On most days I am a mompreneur until 4 p.m., and then I am a basketball mom until bedtime when I become a mompreneur again. Sort of like Cinderella changes at midnight, I turn into a basketball mom as soon as my boys finish school. I do not want to change this – I love hanging at the gym, watching the boys practice, and I even love that I do nothing else than watch basketball on the weekends – usually 6 games/weekend. These are memories and time with my boys that will be with me long after I am no longer needed in the role of basketball mom.
The other night, we were at a championship game (which is funny – an 11 & 12-year-old championship game, but very serious). My son’s team started the game off faced with a big challenge. What was the challenge? Their team only had a total of 6 players with one on crutches with a broken foot, and then a 2nd player showed up on crutches to the game. Now, they were down to 4 active players. The refs made the decision for the two teams to play 4 on 4 (whew). With two of the team’s strongest rebounders on the bench, the team still managed to gain a little lead and stay there the whole game. With a few minutes left, a player on my son’s team fouled out AND now they had to play 3 on 4 with a narrow lead. The exciting news is that my son’s team WON even under crazy reconfiguring and challenges.
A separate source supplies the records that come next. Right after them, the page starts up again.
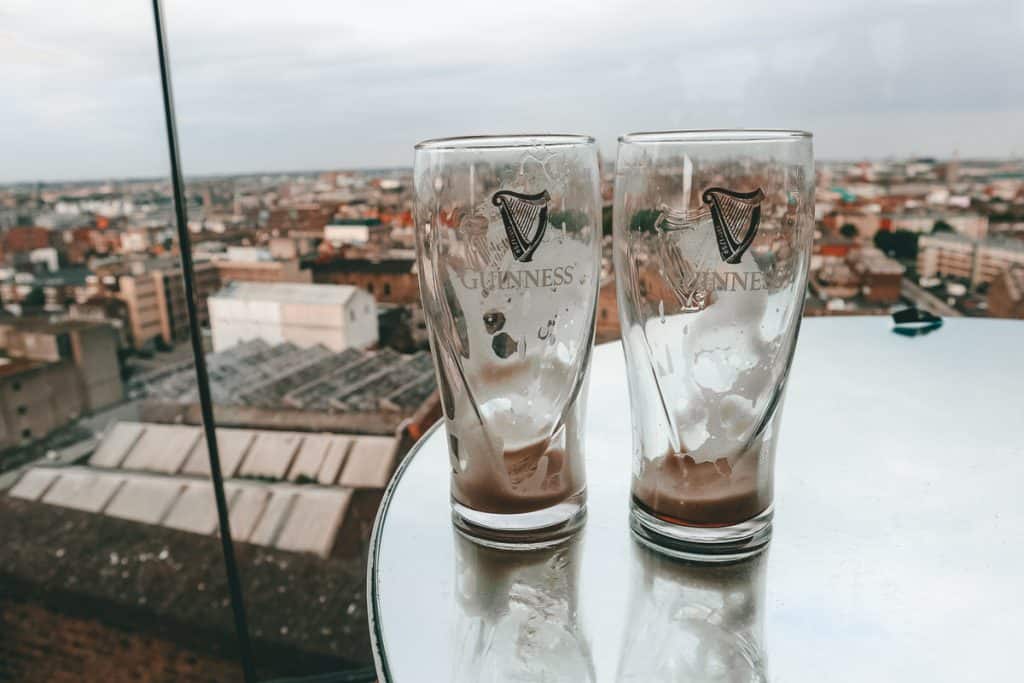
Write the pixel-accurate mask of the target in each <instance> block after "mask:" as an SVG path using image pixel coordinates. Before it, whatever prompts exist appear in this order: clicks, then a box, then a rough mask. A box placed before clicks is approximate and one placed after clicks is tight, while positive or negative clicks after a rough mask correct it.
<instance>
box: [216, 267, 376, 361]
mask: <svg viewBox="0 0 1024 683" xmlns="http://www.w3.org/2000/svg"><path fill="white" fill-rule="evenodd" d="M209 307H210V327H211V329H212V332H213V350H214V351H222V350H224V349H225V348H230V347H231V346H234V345H236V344H239V343H241V342H244V341H248V340H250V339H262V340H263V341H265V342H267V343H268V344H281V343H284V342H292V343H293V344H295V345H297V346H300V347H308V346H313V345H315V344H323V345H324V346H326V347H328V348H329V349H331V350H332V351H342V350H344V349H346V348H349V347H352V346H354V347H357V348H366V347H368V346H372V345H374V344H376V343H377V339H378V335H377V303H376V302H375V301H374V297H373V296H372V295H371V294H369V293H368V292H366V291H364V290H360V289H358V288H357V287H352V286H350V285H299V284H292V283H245V282H239V283H232V284H230V285H228V286H227V287H225V288H224V289H222V290H221V291H220V292H218V293H217V294H215V295H213V296H211V297H210V299H209Z"/></svg>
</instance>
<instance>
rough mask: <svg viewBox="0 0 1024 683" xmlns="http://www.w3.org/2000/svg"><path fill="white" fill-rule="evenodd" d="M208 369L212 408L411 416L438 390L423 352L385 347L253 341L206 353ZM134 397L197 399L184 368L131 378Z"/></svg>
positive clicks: (188, 363) (179, 368)
mask: <svg viewBox="0 0 1024 683" xmlns="http://www.w3.org/2000/svg"><path fill="white" fill-rule="evenodd" d="M207 367H208V371H209V376H210V390H211V392H212V394H213V399H214V402H216V403H218V404H230V405H247V407H256V408H264V409H271V410H274V409H276V410H285V409H291V410H301V411H323V412H329V413H342V412H353V413H358V412H376V411H397V412H398V413H400V414H403V415H411V414H413V413H415V412H416V410H417V409H418V408H419V407H420V405H422V404H423V403H424V402H425V401H426V400H427V399H428V398H429V397H430V396H431V394H433V392H434V389H435V386H436V384H435V379H434V371H433V365H432V361H431V358H430V354H429V353H427V352H419V353H413V354H402V353H398V352H396V351H394V350H392V349H389V348H383V349H380V350H376V351H362V350H357V349H351V348H350V349H346V350H344V351H342V352H341V353H335V352H333V351H330V350H328V349H327V348H325V347H323V346H312V347H309V348H299V347H298V346H295V345H294V344H290V343H285V344H278V345H274V346H271V345H269V344H267V343H266V342H264V341H262V340H252V341H248V342H245V343H242V344H239V345H238V346H233V347H231V348H229V349H226V350H224V351H220V352H218V353H210V354H208V355H207ZM132 391H133V393H135V394H137V395H142V396H146V397H148V398H151V399H156V400H160V401H165V402H173V403H194V402H197V401H198V400H199V396H198V393H197V389H196V376H195V373H194V372H193V366H191V362H189V361H186V362H182V364H179V365H177V366H173V367H171V368H167V369H163V370H160V371H158V372H155V373H152V374H150V375H145V376H142V377H139V378H136V379H134V380H133V385H132Z"/></svg>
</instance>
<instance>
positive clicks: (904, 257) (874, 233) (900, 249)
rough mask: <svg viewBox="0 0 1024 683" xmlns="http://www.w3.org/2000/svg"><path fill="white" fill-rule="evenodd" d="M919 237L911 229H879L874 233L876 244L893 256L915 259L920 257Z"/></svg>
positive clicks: (891, 256) (874, 244)
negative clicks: (919, 252) (918, 248)
mask: <svg viewBox="0 0 1024 683" xmlns="http://www.w3.org/2000/svg"><path fill="white" fill-rule="evenodd" d="M919 237H920V236H919V234H918V233H916V232H911V231H910V230H896V231H895V232H890V231H889V230H879V231H878V232H876V233H874V246H876V247H878V248H879V249H881V250H882V251H884V252H885V253H886V254H888V255H889V256H891V257H893V258H898V259H914V258H918V238H919Z"/></svg>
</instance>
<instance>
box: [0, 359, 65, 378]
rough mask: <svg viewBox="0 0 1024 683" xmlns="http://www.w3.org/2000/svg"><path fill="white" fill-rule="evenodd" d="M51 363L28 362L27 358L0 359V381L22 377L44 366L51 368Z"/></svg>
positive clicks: (40, 360) (40, 361)
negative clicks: (5, 378)
mask: <svg viewBox="0 0 1024 683" xmlns="http://www.w3.org/2000/svg"><path fill="white" fill-rule="evenodd" d="M53 365H56V364H53V362H44V361H42V360H29V359H28V358H6V357H0V379H3V378H7V377H16V376H17V375H24V374H25V373H30V372H32V371H35V370H39V369H40V368H45V367H46V366H53Z"/></svg>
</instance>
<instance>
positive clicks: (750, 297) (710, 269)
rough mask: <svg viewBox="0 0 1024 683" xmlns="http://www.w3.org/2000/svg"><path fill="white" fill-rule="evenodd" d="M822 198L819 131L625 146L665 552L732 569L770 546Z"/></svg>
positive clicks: (624, 164)
mask: <svg viewBox="0 0 1024 683" xmlns="http://www.w3.org/2000/svg"><path fill="white" fill-rule="evenodd" d="M813 193H814V162H813V156H812V151H811V136H810V134H808V133H803V132H798V131H757V130H737V131H678V132H666V133H636V134H631V135H626V136H624V137H622V138H621V139H620V146H618V160H617V164H616V167H615V200H614V216H613V230H614V261H615V271H616V289H617V297H618V307H620V315H621V318H622V326H623V343H624V347H625V352H626V362H627V369H628V377H629V389H630V399H631V405H632V416H633V480H632V527H633V530H634V532H635V533H636V535H637V537H638V538H639V540H640V541H641V542H643V543H645V544H647V545H649V546H651V547H654V548H656V549H659V550H663V551H666V552H669V553H670V554H674V555H679V556H684V557H691V558H695V559H709V560H716V559H717V560H730V559H737V558H739V557H742V556H745V555H750V554H752V553H754V552H756V551H757V550H758V549H760V548H761V547H763V546H764V545H765V544H766V543H767V542H768V540H769V538H770V530H771V525H770V524H771V515H772V488H773V486H772V484H773V481H772V476H773V468H774V461H775V444H776V441H777V439H778V433H779V420H780V416H781V409H782V399H783V394H784V390H785V381H786V375H787V373H788V370H790V361H791V359H792V358H793V352H794V348H795V346H796V343H797V332H798V330H799V329H800V319H801V314H802V311H803V308H804V291H805V284H806V278H807V268H808V261H809V253H810V247H811V240H812V234H813V218H814V211H813V207H814V194H813Z"/></svg>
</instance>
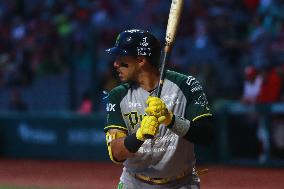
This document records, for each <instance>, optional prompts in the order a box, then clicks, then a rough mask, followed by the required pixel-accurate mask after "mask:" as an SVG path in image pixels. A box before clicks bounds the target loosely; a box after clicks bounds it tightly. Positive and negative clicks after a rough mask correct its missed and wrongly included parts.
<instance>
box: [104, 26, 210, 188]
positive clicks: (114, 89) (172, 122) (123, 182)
mask: <svg viewBox="0 0 284 189" xmlns="http://www.w3.org/2000/svg"><path fill="white" fill-rule="evenodd" d="M160 51H161V46H160V43H159V41H158V40H157V38H155V37H154V36H153V35H152V34H151V33H149V32H148V31H143V30H127V31H123V32H122V33H120V34H119V35H118V37H117V39H116V43H115V46H114V47H112V48H110V49H107V50H106V52H107V53H109V54H111V55H114V57H115V61H114V63H113V66H114V68H115V69H116V71H117V73H118V76H119V78H120V79H121V81H123V82H125V83H124V84H122V85H119V86H117V87H115V88H114V89H112V90H111V92H110V93H109V96H108V103H107V106H106V110H107V124H106V127H105V128H104V130H105V132H106V140H107V146H108V151H109V156H110V158H111V160H112V161H113V162H115V163H123V165H124V168H123V171H122V175H121V177H120V182H119V184H118V188H119V189H120V188H125V189H146V188H147V189H148V188H150V189H157V188H167V189H198V188H200V184H199V182H200V180H199V177H198V175H197V174H196V171H195V154H194V144H195V143H204V144H206V143H209V142H210V139H211V136H212V135H211V130H212V126H211V125H212V114H211V112H210V109H209V107H208V102H207V99H206V96H205V94H204V92H203V89H202V87H201V86H200V84H199V82H198V81H197V80H196V79H195V78H194V77H192V76H186V75H183V74H180V73H177V72H174V71H170V70H167V72H166V79H165V81H164V86H163V88H162V92H161V98H158V97H155V93H156V88H157V85H158V82H159V76H160V73H159V68H158V63H159V58H160ZM149 135H150V136H152V137H153V138H151V139H149V138H148V137H146V136H149Z"/></svg>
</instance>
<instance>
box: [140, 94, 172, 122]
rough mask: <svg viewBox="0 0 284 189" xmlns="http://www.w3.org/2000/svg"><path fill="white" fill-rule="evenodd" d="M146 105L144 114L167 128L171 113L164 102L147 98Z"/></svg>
mask: <svg viewBox="0 0 284 189" xmlns="http://www.w3.org/2000/svg"><path fill="white" fill-rule="evenodd" d="M146 104H147V105H148V107H147V108H146V109H145V112H146V113H147V114H148V115H151V116H155V117H156V118H157V119H158V121H159V123H162V124H165V125H166V126H168V125H169V124H170V123H171V122H172V119H173V113H172V112H171V111H170V110H168V108H167V106H166V104H165V103H164V101H163V100H162V99H160V98H158V97H153V96H149V97H148V99H147V101H146Z"/></svg>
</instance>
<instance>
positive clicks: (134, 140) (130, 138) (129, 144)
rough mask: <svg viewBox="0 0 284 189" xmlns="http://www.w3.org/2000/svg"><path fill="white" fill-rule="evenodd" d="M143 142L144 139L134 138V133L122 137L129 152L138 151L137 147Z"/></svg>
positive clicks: (139, 147) (134, 151)
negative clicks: (129, 134) (122, 137)
mask: <svg viewBox="0 0 284 189" xmlns="http://www.w3.org/2000/svg"><path fill="white" fill-rule="evenodd" d="M143 142H144V141H141V140H139V139H137V138H136V133H133V134H131V135H128V136H127V137H126V138H125V139H124V146H125V148H126V149H127V150H128V151H129V152H131V153H135V152H137V151H138V149H139V148H140V146H141V145H142V144H143Z"/></svg>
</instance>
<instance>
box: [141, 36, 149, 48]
mask: <svg viewBox="0 0 284 189" xmlns="http://www.w3.org/2000/svg"><path fill="white" fill-rule="evenodd" d="M147 39H148V37H143V38H142V40H143V41H142V42H141V43H140V45H142V46H143V47H147V46H148V45H149V43H148V42H147Z"/></svg>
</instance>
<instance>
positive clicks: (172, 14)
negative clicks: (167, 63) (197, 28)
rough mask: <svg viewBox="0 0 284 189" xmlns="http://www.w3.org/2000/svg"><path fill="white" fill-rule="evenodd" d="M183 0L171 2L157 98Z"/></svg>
mask: <svg viewBox="0 0 284 189" xmlns="http://www.w3.org/2000/svg"><path fill="white" fill-rule="evenodd" d="M182 7H183V0H172V4H171V9H170V14H169V19H168V25H167V31H166V37H165V45H164V49H163V53H162V57H161V63H160V74H161V75H160V81H159V85H158V91H157V97H160V96H161V92H162V88H163V85H164V79H165V67H166V64H167V62H168V61H169V55H170V52H171V50H172V46H173V43H174V41H175V38H176V33H177V28H178V24H179V20H180V15H181V12H182Z"/></svg>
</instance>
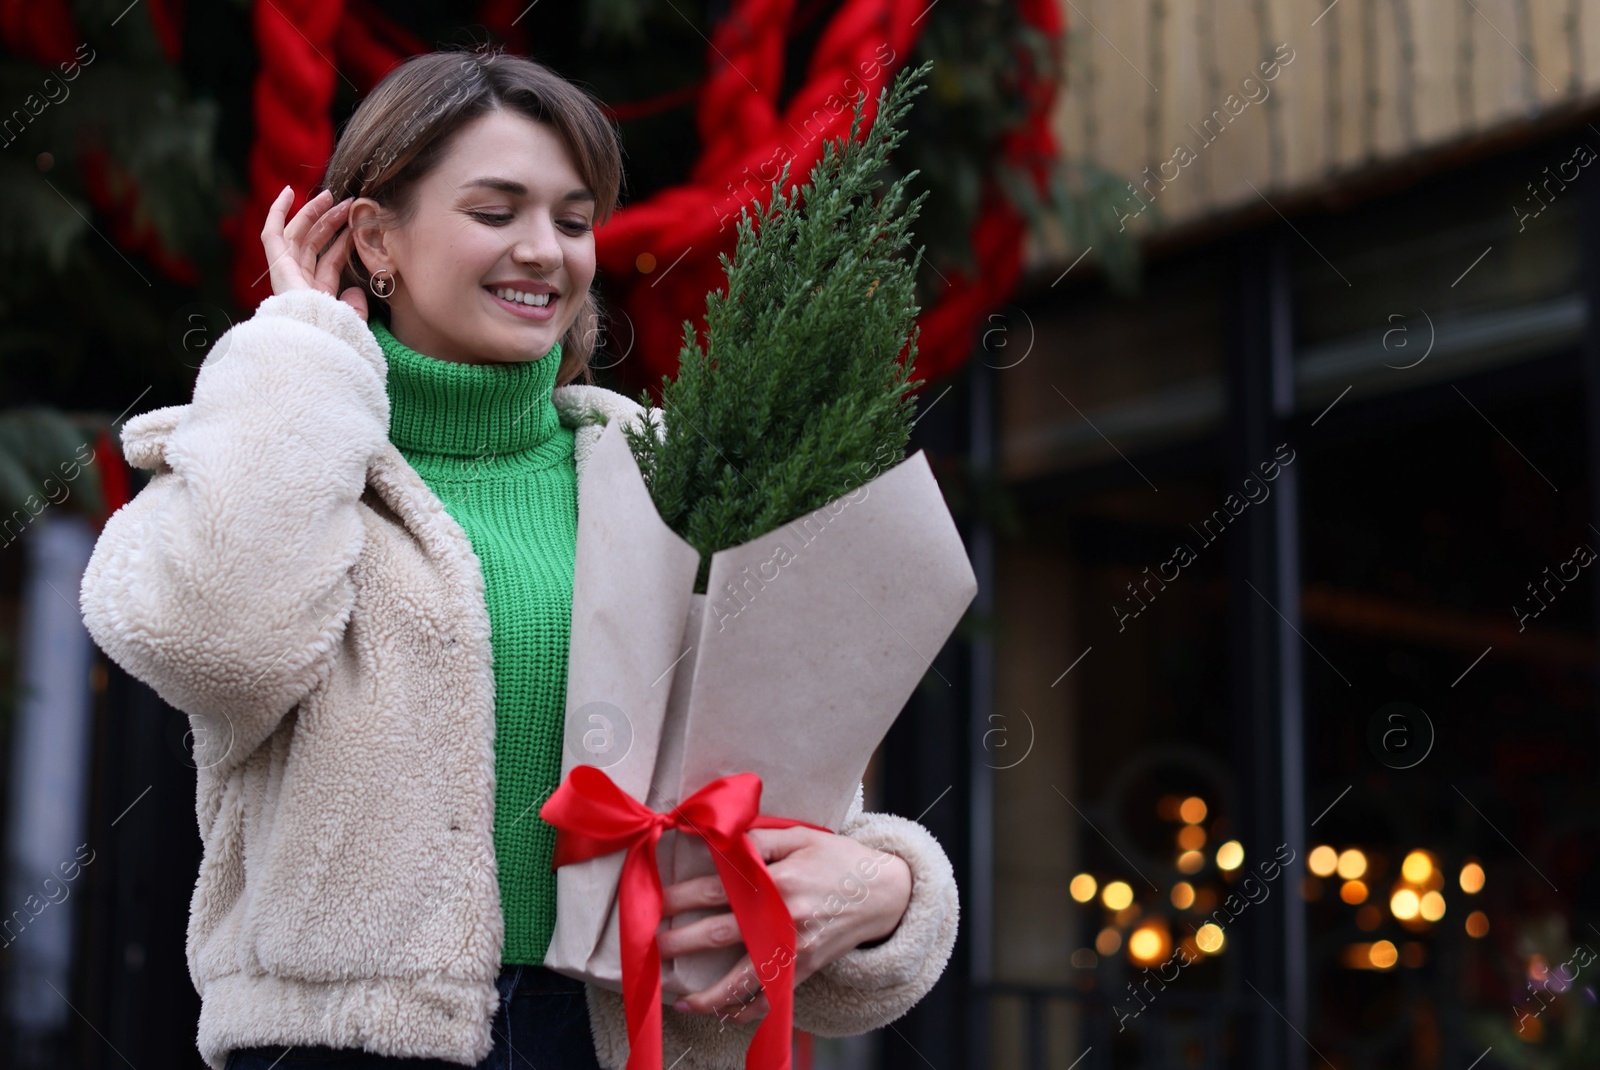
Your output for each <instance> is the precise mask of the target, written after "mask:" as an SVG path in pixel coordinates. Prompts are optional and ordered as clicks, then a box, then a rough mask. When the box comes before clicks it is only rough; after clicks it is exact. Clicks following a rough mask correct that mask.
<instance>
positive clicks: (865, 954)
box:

What is the overall point of this story? While my son and his teammates are all good little players, the two teenager coaches really led the team to their victory. Over a celebratory ice cream, my son recounted to me all the little details that his coaches filtered to the team. The coaches had a game plan mapped out as to how they were going to face the challenges. Again, what is the point? The point is that being a mompreneur has many similarities to this situation of these teenage coaches and their dwindling team of active players and very narrow lead.
CRAZY – right? Mompreneur, Entrepreneur, Solopreneur – whatever you want to call yourself – requires management in the face of adversity & challenges AND the ability to differentiate yourself sometimes with a very narrow margin. I have talked about the mom side before: sick days, snow days, winter vacation, family emergencies, and homework. There is also the start-up biz side: zero or little capital, other work commitments, lacking office support, finding mentorship, gaining approval, and seeking clients. These are all factors that we as start-up biz peeps have to navigate carefully and skillfully. Usually with a limited time frame, as mompreneurs we have to map out our course avoiding big hurdles. We DO IT because we love the challenge of it just like the teenage coaches.
This is a challenge for me on a daily basis. Making decisions about what I should and should not spend my tiny amount of set-up money on, finding appropriate mentors, and managing my team of helpers often in a narrow timeframe is a delicate balance. I tell you – I could learn a lot from those teenage coaches. Their parents and teachers can certainly be proud of them because these two “kids” could teach momma-preneurs a great deal.
After this game was over, I realized that I now have a month off of games and only basketball practices to attend. I will certainly enjoy a bit of laid back time with my boys, but will also revisit this game often for inspiration.
Do you find it funny that we can draw similarities & inspiration from younger generations? What are the most unlikely places that YOU have found inspiration?